The law, which Congress reauthorized in late 2012, is controversial in part because Americans’ emails and phone calls can be swept into the database without an individualized court order when they communicate with people overseas. While the newspapers portrayed the classified documents as indicating that the NSA obtained direct access to the companies’ servers, several of the companies – including Google, Facebook, Microsoft and Apple – denied that the government could do so. Instead, the companies have negotiated with the government technical means to provide specific data in response to court orders, according to people briefed on the arrangements.
“Google cares deeply about the security of our users’ data,” the company said in a statement. “We disclose user data to government in accordance with the law and we review all such requests carefully. From time to time, people allege that we have created a government ‘backdoor’ into our systems, but Google does not have a ‘backdoor’ for the government to access private user data.”
While murky questions remained about the Internet company program, the confirmation of the calling log program solved a mystery that has puzzled national security legal policy observers in Washington for years: why a handful of Democrats on the Senate Intelligence Committee were raising cryptic alarms about Section 215 of the Patriot Act, the law Congress enacted after the 9/11 attacks.
Section 215 made it easier for the government to obtain a secret order for business records, so long as they were deemed relevant to a national security investigation.
Section 215 is among the sections of the Patriot Act that have periodically come up for renewal. Since around 2009, a handful of Democratic senators briefed on the program – including Ron Wyden of Oregon – have sought to tighten that standard to require a specific nexus to terrorism before someone’s records could be obtained, while warning that the statute was being interpreted in an alarming way that they could not detail because it was classified.
On Thursday, Wyden confirmed that the program was what he and others have been expressing concern about. He said he hoped the disclosure would “force a real debate” about whether such “sweeping, dragnet surveillance” should be permitted – or is even effective.
But just as efforts by Wyden and fellow skeptics, including Sens. Richard J. Durbin of Illinois and Mark Udall of Colorado, to tighten standards on whose communications logs could be obtained under the Patriot Act have repeatedly failed, their criticism was engulfed in a clamor of broad, bipartisan support for the program.
“If we don’t do it,” said Sen. Lindsey Graham, R-S.C., “we’re crazy.”
And Rep. Mike Rogers, R-Mich., the chairman of the House Intelligence Committee, claimed in a news conference that the program helped stop a significant domestic terrorist attack in the United States in the last few years. He gave no details.

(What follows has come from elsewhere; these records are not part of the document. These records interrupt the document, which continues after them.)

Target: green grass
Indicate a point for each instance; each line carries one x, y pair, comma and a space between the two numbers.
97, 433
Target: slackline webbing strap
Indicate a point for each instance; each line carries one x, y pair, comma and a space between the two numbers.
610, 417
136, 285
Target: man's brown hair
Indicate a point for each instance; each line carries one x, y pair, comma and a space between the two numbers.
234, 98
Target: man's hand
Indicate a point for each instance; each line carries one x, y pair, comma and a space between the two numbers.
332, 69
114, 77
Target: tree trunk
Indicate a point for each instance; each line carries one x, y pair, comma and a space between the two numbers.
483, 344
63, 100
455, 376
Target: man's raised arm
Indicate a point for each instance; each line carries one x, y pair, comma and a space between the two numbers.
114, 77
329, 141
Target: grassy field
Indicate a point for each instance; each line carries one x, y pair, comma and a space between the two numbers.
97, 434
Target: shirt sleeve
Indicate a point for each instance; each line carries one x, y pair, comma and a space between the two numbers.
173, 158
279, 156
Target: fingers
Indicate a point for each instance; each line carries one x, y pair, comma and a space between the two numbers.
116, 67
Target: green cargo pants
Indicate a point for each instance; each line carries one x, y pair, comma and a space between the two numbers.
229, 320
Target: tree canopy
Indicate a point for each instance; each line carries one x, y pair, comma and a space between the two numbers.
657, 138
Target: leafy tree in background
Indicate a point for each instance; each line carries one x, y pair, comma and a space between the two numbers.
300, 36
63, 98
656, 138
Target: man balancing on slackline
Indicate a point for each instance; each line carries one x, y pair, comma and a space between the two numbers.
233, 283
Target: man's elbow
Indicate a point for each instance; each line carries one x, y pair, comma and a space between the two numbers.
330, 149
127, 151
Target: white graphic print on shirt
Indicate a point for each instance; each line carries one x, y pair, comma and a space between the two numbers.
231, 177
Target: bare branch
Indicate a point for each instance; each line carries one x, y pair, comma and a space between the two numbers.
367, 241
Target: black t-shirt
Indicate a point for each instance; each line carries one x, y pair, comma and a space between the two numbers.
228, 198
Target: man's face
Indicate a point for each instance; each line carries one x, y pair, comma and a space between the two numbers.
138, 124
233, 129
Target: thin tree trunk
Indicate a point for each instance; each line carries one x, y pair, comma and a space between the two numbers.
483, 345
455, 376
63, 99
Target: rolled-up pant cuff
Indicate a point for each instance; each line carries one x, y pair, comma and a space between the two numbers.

It has long been known that one aspect of the Bush administration’s program of surveillance without court oversight involved vacuuming up communications metadata and mining the database to identify associates – called a “community of interest” – of a suspected terrorist.
In December 2005, The New York Times revealed the existence of elements of that program, setting off a debate about civil liberties and the rule of law. But in early 2007, Alberto R. Gonzales, then the attorney general, announced that after months of extensive negotiation, the Foreign Intelligence Surveillance Court had approved “innovative” and “complex” orders bringing the surveillance programs under its authority.